第75回「失恋の立ち直りに「完璧」はいらない|忘れられない苦しみから自分軸を取り戻す心理学」 

2026年8月6日

大切なパートナーとの破局、あるいは本気だった片思いの失恋。

その後に残されるのは、自分一人では処理しきれないほどの深い悲しみと、底なしの孤独感です。

世の中には「失恋から立ち直る方法」として、新しい恋愛、趣味への没頭、旅行、友達への相談、時間が解決してくれるといった多くのアドバイスがあふれています。

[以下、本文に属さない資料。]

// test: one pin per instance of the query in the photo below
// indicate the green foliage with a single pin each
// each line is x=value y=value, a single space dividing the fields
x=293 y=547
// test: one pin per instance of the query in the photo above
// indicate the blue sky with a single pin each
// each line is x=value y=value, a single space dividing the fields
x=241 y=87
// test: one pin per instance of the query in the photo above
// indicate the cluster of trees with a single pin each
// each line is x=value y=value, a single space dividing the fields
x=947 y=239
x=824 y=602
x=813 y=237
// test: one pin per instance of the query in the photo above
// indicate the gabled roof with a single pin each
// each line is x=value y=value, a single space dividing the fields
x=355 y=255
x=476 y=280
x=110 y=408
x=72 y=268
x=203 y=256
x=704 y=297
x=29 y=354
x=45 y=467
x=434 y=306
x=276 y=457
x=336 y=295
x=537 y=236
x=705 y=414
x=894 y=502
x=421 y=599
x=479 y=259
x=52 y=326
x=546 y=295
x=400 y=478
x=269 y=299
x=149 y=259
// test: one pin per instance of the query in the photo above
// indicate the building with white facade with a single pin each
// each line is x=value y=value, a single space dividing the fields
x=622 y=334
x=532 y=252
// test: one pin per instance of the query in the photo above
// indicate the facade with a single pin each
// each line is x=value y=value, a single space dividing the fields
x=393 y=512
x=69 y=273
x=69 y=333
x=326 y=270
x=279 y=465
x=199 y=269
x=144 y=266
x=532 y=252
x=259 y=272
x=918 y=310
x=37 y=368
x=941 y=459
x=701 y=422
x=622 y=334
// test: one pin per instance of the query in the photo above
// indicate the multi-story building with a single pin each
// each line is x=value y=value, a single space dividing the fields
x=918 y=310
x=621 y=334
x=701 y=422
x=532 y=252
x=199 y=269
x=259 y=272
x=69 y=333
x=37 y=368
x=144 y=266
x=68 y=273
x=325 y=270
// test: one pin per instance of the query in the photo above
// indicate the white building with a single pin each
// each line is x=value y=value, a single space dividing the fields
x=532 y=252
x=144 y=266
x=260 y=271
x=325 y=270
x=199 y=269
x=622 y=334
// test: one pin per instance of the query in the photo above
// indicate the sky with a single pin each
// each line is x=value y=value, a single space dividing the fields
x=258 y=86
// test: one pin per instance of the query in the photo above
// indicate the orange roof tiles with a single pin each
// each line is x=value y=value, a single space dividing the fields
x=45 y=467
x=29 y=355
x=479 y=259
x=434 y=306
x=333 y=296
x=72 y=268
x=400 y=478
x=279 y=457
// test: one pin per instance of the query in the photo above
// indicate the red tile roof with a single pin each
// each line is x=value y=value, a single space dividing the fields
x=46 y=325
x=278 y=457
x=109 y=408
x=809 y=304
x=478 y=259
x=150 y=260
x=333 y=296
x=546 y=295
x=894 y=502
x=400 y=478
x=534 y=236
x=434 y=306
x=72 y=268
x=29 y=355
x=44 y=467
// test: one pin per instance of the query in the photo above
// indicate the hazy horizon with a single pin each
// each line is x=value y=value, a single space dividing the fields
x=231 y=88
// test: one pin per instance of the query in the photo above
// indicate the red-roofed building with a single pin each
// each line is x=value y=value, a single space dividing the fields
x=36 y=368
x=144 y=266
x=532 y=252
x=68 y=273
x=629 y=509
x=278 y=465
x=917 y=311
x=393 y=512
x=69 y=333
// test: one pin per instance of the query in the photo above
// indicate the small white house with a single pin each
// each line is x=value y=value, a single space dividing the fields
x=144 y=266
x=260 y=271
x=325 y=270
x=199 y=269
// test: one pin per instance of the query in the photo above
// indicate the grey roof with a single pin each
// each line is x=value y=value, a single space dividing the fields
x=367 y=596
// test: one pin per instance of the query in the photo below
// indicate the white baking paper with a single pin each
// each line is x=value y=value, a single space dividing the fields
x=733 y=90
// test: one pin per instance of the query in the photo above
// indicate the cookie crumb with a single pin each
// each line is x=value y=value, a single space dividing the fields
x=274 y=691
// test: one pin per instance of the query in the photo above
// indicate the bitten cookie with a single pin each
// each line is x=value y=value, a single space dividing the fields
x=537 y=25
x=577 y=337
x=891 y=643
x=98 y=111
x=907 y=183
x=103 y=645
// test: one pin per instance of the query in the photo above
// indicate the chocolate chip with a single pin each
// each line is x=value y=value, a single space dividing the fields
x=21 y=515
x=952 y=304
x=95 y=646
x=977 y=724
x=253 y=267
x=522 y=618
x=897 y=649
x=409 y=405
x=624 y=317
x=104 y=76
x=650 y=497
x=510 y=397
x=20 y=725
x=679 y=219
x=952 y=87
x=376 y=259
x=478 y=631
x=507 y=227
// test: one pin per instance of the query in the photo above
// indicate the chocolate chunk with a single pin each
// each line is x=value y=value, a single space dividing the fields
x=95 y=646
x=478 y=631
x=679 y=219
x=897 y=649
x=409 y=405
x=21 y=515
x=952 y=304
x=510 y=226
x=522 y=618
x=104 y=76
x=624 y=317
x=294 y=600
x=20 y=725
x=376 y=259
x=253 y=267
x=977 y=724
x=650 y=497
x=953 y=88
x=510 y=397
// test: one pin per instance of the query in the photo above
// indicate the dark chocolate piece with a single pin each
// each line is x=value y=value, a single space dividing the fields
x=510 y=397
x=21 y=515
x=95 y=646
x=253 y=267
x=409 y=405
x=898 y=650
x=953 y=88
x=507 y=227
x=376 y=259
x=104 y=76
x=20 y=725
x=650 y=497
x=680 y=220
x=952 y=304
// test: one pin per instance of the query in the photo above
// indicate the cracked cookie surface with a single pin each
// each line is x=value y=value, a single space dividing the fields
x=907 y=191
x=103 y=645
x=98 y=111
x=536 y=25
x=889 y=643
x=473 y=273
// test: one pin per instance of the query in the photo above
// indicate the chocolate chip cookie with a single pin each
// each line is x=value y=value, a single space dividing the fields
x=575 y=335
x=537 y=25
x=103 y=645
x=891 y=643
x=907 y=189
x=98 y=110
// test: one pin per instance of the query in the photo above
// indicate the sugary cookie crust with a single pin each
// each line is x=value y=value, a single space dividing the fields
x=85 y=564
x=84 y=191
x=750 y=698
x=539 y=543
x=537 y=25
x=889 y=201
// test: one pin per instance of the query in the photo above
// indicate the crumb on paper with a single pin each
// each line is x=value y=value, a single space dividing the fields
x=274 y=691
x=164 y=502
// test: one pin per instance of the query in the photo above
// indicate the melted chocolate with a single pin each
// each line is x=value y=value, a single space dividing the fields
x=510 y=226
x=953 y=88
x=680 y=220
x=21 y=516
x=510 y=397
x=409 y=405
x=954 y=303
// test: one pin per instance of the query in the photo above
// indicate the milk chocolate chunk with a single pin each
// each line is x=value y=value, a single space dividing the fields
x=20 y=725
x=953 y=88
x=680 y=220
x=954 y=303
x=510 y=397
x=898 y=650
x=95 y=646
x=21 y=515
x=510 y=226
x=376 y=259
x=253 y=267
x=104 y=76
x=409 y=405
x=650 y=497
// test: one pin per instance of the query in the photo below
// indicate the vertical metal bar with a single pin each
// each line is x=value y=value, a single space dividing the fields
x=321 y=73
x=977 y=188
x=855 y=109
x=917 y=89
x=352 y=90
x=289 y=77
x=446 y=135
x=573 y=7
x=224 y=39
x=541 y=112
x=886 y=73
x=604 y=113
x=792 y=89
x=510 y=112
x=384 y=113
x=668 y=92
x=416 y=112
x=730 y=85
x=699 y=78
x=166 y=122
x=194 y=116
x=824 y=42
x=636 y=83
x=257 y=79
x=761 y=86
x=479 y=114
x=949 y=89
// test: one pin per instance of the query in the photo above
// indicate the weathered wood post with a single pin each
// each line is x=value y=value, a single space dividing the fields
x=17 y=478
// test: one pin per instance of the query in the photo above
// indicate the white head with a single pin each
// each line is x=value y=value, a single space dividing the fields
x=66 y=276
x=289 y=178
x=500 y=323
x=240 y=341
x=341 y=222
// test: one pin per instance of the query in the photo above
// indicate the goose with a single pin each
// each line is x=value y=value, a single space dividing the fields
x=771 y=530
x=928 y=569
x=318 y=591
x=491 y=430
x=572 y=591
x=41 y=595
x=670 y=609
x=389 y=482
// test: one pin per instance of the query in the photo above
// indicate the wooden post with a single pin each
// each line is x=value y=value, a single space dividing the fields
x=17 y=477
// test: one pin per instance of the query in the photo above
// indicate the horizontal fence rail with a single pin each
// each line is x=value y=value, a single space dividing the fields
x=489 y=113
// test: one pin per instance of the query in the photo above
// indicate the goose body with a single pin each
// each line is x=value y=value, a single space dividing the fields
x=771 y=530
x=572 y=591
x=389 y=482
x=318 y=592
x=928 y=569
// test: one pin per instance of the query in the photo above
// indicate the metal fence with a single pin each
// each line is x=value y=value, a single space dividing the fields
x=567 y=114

しかし、頭では「もう過去のことだ」と割り切ろうとしても、思い出の場所や何気ないきっかけひとつで一瞬にして心が当時に引き戻され、「やっぱり忘れられない」と深く落胆してしまうことも多いのではないでしょうか。

今回は、無理に失恋を乗り越えようとして傷を深めてしまう心理メカニズムと、焦らず「自分軸」を取り戻していくための心の向き合い方をお届けします。

無理に「平気な振り」をする危険性(心理学の視点)

「もう大丈夫」「平気な振り」をしようと無理を重ねることは、心理学的に非常に危険です。

仕事場や友人の前で明るい自分を演じ、悲しみや絶望といった負の感情を強く抑圧(ブロック)し続けると、心と身体は限界を迎えてしまいます。

私自身、20代前半に大きな失恋をした際、食欲不振で体重が激減し、感情のバランスを失ってしまったことがありました。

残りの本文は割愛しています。